A client has recently been placed on corticosteroids as treatment for ulcerative colitis. The nurse should monitor the patient's laboratory results for evidence of which condition? a. Hypernatremia b. hypercalcemia c. hyperglycemia d. hyperkalemia

c. hyperglycemia

A client is being evaluated in the emergency department for a possible small bowel obstruction. Which signs and/or symptoms does the nurse expect to assess? a. Cramping intermittently, metabolic acidosis, and minimal vomiting b. Intermittent lower abdominal cramping, obstipation, and metabolic alkalosis c. Metabolic acidosis, upper abdominal distention, and intermittent cramping d.

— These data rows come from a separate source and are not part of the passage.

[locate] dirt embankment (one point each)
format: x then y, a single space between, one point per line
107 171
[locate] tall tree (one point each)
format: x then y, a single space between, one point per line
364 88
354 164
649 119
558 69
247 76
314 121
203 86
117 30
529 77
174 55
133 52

Upper abdominal distention, metabolic alkalosis, and great amount of vomiting

d. Upper abdominal distention, metabolic alkalosis, and great amount of vomiting

A 73-year-old patient with diverticulosis has a large bowel obstruction. The nurse will monitor for a. referred back pain. b. metabolic alkalosis. c. projectile vomiting. d. abdominal distention.

d. abdominal distention. Abdominal distention is seen in lower intestinal obstruction.